Clausewitz redivivo no lo habría explicado mejor.
Le conté que
yo había aprendido ese mismo principio de un cuento de Lu Sin, el novelista
chino de comienzos del pasado siglo. El cuento, llamado El perro en el agua,
relata cómo un perro rabioso entra en un pueblo costero aterrorizando a los
vecinos. Varios se ponen de acuerdo, se arman de palos y salen a por él. Lo
persiguen a estacazos hasta conseguir acorralarlo en el muelle. Al final, el
perro cae al agua.
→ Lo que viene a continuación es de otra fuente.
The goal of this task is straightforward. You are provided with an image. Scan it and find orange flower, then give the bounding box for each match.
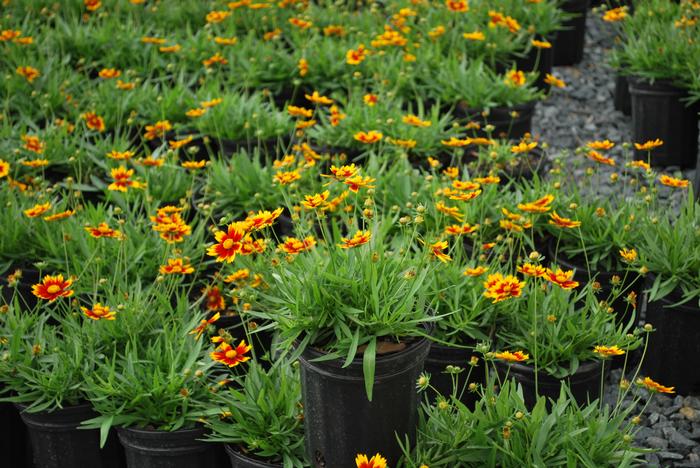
[16,65,41,83]
[277,236,316,255]
[80,302,117,320]
[189,312,221,340]
[210,340,252,367]
[493,351,530,362]
[634,138,664,151]
[32,274,73,302]
[24,202,51,218]
[546,268,578,289]
[338,231,372,249]
[353,130,384,144]
[355,453,386,468]
[549,211,581,229]
[207,221,250,263]
[80,112,105,132]
[159,258,194,275]
[637,377,676,393]
[107,166,145,192]
[659,174,690,188]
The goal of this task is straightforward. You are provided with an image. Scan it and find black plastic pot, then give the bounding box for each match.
[454,101,537,140]
[613,73,632,115]
[118,427,219,468]
[553,0,589,66]
[299,338,430,468]
[425,342,486,409]
[642,280,700,395]
[495,361,607,408]
[224,444,282,468]
[17,404,124,468]
[629,77,700,169]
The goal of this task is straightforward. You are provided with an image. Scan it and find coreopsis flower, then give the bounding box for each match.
[44,210,75,222]
[158,257,194,275]
[462,31,486,41]
[24,202,51,218]
[505,70,527,86]
[107,166,145,192]
[80,112,105,132]
[401,114,433,128]
[355,453,386,468]
[32,274,73,302]
[659,174,690,188]
[545,268,578,289]
[593,345,625,358]
[343,174,376,193]
[143,120,173,140]
[245,208,283,231]
[98,68,122,80]
[210,340,252,367]
[549,211,581,229]
[637,377,676,393]
[493,351,530,362]
[518,194,554,213]
[85,223,122,239]
[338,231,372,249]
[445,0,469,13]
[619,248,637,263]
[353,130,384,144]
[277,236,316,255]
[345,44,369,65]
[462,265,489,278]
[274,169,301,185]
[634,138,664,151]
[518,263,547,278]
[80,302,117,320]
[207,221,250,263]
[16,65,41,83]
[189,312,221,340]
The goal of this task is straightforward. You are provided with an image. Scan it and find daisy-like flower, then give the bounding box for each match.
[593,345,625,358]
[159,257,194,275]
[107,166,145,192]
[80,302,117,320]
[210,340,252,367]
[207,221,250,263]
[659,174,690,188]
[493,351,530,362]
[24,202,51,218]
[545,268,578,289]
[637,377,676,393]
[634,138,664,151]
[338,231,372,249]
[189,312,221,339]
[549,211,581,229]
[32,274,73,302]
[353,130,384,144]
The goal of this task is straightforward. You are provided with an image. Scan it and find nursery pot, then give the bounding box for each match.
[642,281,700,395]
[118,427,218,468]
[425,341,486,409]
[17,404,124,468]
[553,0,589,66]
[629,77,700,169]
[224,444,282,468]
[495,361,607,408]
[299,338,430,468]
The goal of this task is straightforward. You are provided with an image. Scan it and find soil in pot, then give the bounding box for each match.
[494,361,608,408]
[117,427,220,468]
[642,279,700,395]
[299,338,430,468]
[17,404,125,468]
[629,77,700,169]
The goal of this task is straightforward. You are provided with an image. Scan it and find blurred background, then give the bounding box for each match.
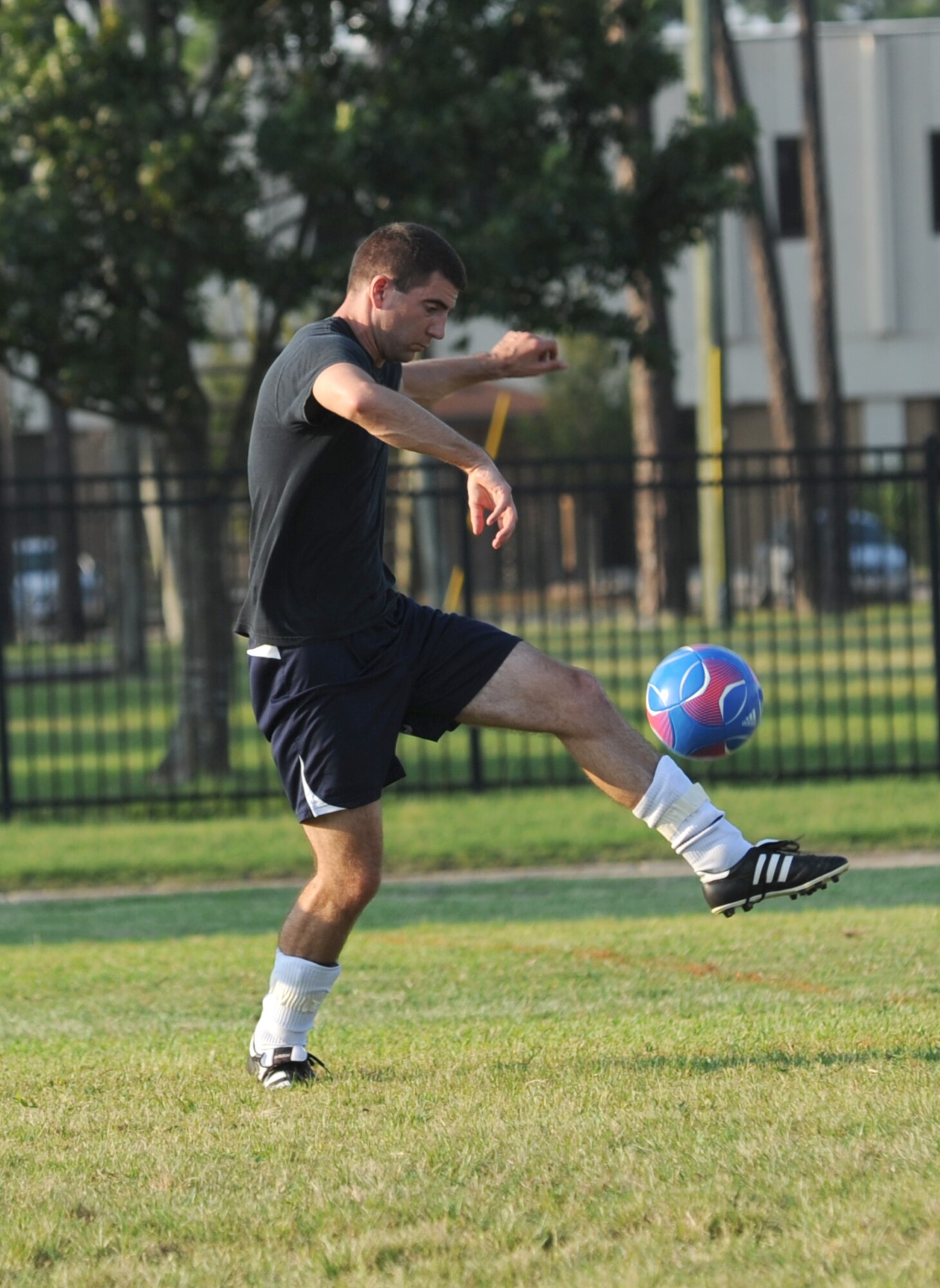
[0,0,940,818]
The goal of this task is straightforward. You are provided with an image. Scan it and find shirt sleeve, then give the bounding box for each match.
[283,335,376,426]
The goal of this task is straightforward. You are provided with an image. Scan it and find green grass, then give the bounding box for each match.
[0,778,940,891]
[0,869,940,1288]
[5,601,940,808]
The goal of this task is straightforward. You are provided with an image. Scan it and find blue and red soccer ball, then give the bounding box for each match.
[646,644,764,760]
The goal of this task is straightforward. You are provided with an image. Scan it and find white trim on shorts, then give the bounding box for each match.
[297,756,346,818]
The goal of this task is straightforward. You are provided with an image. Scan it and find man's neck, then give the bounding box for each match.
[334,296,385,367]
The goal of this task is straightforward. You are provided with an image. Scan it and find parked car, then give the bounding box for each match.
[755,510,910,601]
[10,537,107,632]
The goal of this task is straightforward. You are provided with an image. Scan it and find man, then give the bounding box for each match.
[237,224,849,1088]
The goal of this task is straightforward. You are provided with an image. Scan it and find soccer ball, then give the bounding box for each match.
[646,644,764,760]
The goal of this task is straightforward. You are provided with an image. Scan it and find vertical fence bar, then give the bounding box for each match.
[926,435,940,770]
[460,505,487,792]
[0,634,13,823]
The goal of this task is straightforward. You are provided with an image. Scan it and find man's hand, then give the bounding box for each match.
[489,331,568,377]
[466,461,519,550]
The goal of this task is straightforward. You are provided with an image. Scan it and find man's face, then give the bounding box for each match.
[372,273,457,362]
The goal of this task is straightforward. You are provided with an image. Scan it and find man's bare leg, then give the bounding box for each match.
[458,643,751,876]
[278,801,382,965]
[249,801,382,1087]
[457,643,659,809]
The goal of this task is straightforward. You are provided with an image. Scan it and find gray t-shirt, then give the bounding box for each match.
[236,318,402,645]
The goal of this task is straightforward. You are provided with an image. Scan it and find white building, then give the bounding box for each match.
[655,19,940,447]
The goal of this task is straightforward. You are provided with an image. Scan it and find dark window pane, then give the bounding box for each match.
[775,138,806,237]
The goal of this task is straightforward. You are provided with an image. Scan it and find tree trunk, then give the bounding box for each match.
[619,103,691,618]
[0,367,17,645]
[46,398,85,644]
[628,278,691,618]
[796,0,849,609]
[160,407,233,783]
[711,0,818,611]
[111,425,147,675]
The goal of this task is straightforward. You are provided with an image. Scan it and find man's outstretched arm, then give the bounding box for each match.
[402,331,567,407]
[312,362,518,550]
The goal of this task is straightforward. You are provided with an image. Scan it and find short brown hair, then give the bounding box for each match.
[349,224,466,291]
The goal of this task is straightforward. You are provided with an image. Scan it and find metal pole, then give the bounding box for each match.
[0,635,13,823]
[927,435,940,769]
[684,0,728,626]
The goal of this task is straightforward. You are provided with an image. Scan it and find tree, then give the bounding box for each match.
[796,0,849,608]
[711,0,818,609]
[0,0,742,778]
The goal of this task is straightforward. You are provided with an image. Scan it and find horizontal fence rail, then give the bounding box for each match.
[0,440,940,819]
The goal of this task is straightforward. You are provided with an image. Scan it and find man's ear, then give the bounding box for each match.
[368,273,395,309]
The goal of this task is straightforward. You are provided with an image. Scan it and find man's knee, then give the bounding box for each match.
[556,666,609,733]
[318,860,381,917]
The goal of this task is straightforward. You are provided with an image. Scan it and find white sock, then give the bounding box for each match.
[249,948,340,1051]
[634,756,751,876]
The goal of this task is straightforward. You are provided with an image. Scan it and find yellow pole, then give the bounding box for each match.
[684,0,728,626]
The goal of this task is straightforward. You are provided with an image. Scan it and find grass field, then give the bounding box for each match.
[0,869,940,1288]
[0,778,940,893]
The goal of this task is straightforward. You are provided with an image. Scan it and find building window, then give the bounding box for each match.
[775,138,806,237]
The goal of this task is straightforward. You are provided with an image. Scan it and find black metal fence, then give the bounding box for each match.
[0,440,940,818]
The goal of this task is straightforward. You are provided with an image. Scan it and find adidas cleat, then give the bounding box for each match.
[249,1038,327,1091]
[700,841,849,917]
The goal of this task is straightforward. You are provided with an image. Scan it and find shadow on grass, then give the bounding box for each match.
[591,1046,940,1074]
[0,868,940,944]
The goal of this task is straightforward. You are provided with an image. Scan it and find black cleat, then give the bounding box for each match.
[249,1038,327,1091]
[702,841,849,917]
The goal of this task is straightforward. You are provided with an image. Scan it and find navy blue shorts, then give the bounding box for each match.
[249,594,519,823]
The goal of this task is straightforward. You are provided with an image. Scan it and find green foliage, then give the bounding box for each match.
[506,335,631,457]
[0,0,748,431]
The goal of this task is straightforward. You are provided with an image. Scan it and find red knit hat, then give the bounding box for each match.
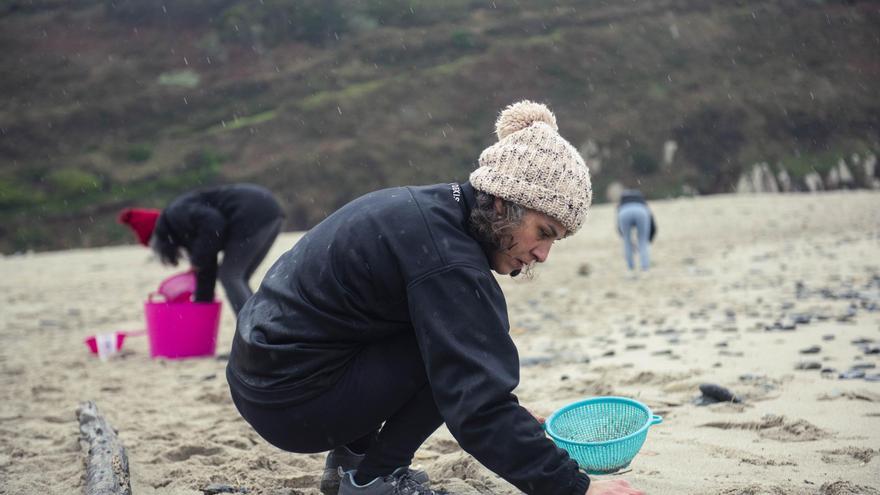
[117,208,162,246]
Un paisano baja las escaleras para seguir pegando al bicho,
pero los otros le afean su comportamiento: «¡Déjalo, no seas cruel! ¡Si se está
ahogando!». Y se van. El perro, a trancas y barrancas, consigue acercarse a las
escaleras. Sube, regresa al pueblo y muerde a una niña.
¿Conclusión?
Hay que pegar al perro en el agua.
Charo no
llegó a enterarse de la moraleja porque mis largos exordios le exceden –son ya
muchos años– y prefirió irse a regar los árboles del camino.
De todos
modos, tampoco necesitaba darse una excursión por China para enterarse de lo
que había aprendido muy bien en su Reinosa natal.
=
Milosevic-Aznar
Dice Aznar que
Ibarretxe quiere llevarnos por el camino de los Balcanes.
¡Qué
comparación tan mal traída! Según la versión oficial, el desastre de Yugoslavia
lo provocaron las autoridades del Estado central, que no se avinieron a aceptar
las aspiraciones de las minorías nacionales.
Establecida
la comparación –que es cosa de Aznar, no mía–, a Ibarretxe no le podría
corresponder en ningún caso hacer de Milosevic. Ese papel sólo podría
representarlo quien tiene en sus manos las riendas del Estado. O sea, el propio
Aznar.
Asegura que
él no está dispuesto a tolerar ningún afán disgregador.
Es
exactamente eso lo que proclamó Milosevic. Con el resultado conocido.
(6 de
octubre de 2002)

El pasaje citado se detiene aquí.